You posted about GT and Minnesota not being affordable and requiring a lot of loans in March. Did you ever apply to UAH and did they offer you a scholarship?

Did you improve your ACT enough for UAH?

@clightfield24 Just to make sure that I have this right: Are you still in high school, trying to decide what universities to go to, and therefore trying to figure out what the consequences will be of the debt that you might be taking on?

Based on other comments I am thinking that I am missing some context.

Girl. Look. From one student to another –

When I was at Northrop Grumman, as a nobody high schooler, I made the same exact wage as my coworker from Stanford.

When I was at SpaceX, as a nobody high schooler, I made the exact same wage as my roommate from Stanford, my friend from UC Berkeley, and everybody else interning in engineering.

When I was at Microsoft, as a nobody college student from a nobody college, I made the exact same salary as my coworkers from Harvard, the University of Michigan, and my roommates from MIT and Georgia Tech.

If you have bada** skills, you will end up in the right spot in life no matter what. I don’t think there is much sense in paying so much money–that you don’t have–for a degree in THE LEAST prestige-dependent field ever (engineering). I make the same money as everybody else: they’ll graduate with a fancy name degree and I won’t. And it has NEVER mattered.

One more thing before someone chimes in: those bada** skills don’t just drop into your lap because you’ve gone to a top school. You have to work for them. Same goes for top internships: they don’t get handed to anyone.

The kind of person you are is going to persist no matter where you go. If you’re the kind of person who can succeed at GT, you are the kind of person who can succeed anywhere.

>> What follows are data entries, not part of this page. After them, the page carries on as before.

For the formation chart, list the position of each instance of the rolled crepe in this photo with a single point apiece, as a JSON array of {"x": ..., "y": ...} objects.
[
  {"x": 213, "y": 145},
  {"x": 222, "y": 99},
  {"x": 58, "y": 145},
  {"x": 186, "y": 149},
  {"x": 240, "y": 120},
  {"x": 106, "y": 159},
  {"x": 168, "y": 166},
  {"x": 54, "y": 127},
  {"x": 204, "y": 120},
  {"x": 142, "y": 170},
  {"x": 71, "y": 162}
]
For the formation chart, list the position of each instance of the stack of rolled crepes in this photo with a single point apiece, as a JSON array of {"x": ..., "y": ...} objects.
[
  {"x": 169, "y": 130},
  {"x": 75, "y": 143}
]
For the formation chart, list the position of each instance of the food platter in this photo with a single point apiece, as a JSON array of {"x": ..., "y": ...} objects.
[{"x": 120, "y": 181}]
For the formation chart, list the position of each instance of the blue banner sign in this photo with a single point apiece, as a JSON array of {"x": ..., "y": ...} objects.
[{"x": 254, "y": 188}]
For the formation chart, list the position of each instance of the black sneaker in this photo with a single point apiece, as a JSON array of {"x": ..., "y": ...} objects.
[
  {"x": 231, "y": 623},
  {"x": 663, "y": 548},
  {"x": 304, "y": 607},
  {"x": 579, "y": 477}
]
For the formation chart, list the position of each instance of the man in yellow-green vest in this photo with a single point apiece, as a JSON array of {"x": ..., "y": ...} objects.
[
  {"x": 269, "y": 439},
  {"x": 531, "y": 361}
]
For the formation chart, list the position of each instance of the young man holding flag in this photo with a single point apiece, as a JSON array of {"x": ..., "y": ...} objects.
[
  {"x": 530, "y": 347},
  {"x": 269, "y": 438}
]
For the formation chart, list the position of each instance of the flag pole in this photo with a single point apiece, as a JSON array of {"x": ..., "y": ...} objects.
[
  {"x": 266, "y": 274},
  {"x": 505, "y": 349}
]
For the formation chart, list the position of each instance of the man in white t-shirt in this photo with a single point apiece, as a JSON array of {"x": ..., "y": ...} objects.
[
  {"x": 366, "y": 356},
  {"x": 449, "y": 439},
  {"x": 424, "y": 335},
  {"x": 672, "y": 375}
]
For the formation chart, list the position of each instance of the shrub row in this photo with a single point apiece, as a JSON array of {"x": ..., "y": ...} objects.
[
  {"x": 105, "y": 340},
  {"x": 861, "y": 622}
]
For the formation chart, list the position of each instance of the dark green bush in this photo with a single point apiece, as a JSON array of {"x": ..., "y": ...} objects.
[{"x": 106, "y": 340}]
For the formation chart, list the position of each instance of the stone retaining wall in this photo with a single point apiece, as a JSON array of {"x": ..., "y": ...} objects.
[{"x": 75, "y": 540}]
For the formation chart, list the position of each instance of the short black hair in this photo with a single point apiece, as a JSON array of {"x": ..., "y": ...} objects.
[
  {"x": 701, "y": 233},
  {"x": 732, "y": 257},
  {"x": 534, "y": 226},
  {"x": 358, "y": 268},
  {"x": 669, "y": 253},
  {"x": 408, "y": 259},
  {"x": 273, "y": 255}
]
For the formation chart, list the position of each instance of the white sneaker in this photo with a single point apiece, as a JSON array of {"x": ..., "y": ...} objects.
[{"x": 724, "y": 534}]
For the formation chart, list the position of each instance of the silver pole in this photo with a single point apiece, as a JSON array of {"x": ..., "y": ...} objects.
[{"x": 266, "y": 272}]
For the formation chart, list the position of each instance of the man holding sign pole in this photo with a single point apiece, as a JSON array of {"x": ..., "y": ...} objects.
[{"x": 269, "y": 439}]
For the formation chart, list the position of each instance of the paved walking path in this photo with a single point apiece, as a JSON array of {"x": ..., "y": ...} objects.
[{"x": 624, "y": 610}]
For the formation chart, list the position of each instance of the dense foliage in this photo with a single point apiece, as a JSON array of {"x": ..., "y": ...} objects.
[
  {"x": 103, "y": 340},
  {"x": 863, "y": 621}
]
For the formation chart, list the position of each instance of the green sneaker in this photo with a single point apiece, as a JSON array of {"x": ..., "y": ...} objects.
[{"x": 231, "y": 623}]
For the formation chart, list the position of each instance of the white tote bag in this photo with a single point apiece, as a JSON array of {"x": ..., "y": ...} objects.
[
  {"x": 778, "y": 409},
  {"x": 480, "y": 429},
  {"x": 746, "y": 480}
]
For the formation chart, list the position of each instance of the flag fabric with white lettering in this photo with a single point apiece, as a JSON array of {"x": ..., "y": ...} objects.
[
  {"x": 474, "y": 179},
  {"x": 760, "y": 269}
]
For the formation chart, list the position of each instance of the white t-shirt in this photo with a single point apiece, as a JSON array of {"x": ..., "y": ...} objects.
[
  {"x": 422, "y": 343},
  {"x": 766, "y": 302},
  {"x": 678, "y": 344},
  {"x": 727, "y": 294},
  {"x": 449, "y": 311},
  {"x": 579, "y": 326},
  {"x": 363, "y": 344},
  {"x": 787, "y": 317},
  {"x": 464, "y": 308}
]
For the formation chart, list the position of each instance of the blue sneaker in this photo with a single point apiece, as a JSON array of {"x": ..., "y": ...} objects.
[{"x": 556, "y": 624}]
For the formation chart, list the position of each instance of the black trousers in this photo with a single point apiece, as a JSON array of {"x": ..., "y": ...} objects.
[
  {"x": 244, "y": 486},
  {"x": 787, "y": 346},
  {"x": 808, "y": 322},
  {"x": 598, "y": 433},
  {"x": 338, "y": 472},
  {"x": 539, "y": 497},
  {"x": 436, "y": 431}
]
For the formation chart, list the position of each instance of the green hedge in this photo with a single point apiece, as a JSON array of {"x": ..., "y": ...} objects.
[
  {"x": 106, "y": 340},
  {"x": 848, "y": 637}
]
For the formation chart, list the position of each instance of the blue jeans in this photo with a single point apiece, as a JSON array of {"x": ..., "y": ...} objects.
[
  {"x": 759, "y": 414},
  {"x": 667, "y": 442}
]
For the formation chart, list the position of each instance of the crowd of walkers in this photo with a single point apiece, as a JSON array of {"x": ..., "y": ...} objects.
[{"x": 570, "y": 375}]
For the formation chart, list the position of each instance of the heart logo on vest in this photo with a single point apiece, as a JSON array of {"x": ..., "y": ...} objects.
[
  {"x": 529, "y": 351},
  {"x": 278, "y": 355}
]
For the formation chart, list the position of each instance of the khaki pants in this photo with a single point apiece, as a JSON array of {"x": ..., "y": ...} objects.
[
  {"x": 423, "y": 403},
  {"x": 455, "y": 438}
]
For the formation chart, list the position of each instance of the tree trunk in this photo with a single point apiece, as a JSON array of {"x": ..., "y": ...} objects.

Again, the payment calculator results that this student is seeing is based only on the $27k total of fed Direct Loans. It’s not including the massive other loans he’d need to take at private banks…and those don’t reduce payments based on income.

this high school senior needs to read and reread @CourtneyThurston 's posts.

Then, in his mind, fast-forward a few years. He’s working, he’s got huge monthly loan payments. He can’t afford to marry, buy a home, have kids, etc. In the offices next to his, he’ll have colleagues that went to a variety of schools…and they’ll be paid the same as he. The colleagues with minimal or no loans are moving on with their lives: buying homes, getting married, having kids, traveling, buying a nice car, etc. THEY’RE NOT burdened with $1000+ a month loan payments!

How do you think you’ll feel at that point? I imagine pretty frustrated. I imagine that you’ll feel like you screwed-up big-time. I imagine that you’ll feel like you dug yourself into a hole that was never necessary.

I think he is putting in incorrect data. If he put in only his $27k in direct loans, his repayment wouldn’t be $1300 per month. He’s incorrectly putting in that he’ll have $130k in loans, thinking all loans are the same and all will be eligible for REPAYE of IBR or other federal programs. They won’t.

If you want to know what the repayment will be, you have to group each type of loan and then figure out the repayment for that group, and then add all those payments together to get a total monthly payment.

Have you considered the weed out potential at GT as a financial risk? If you haven’t gone in with the kind of prep your peers will have? in July you had an ACT of 30 and had never taken a physics class. You have no mention of APs. There must be something I am missing.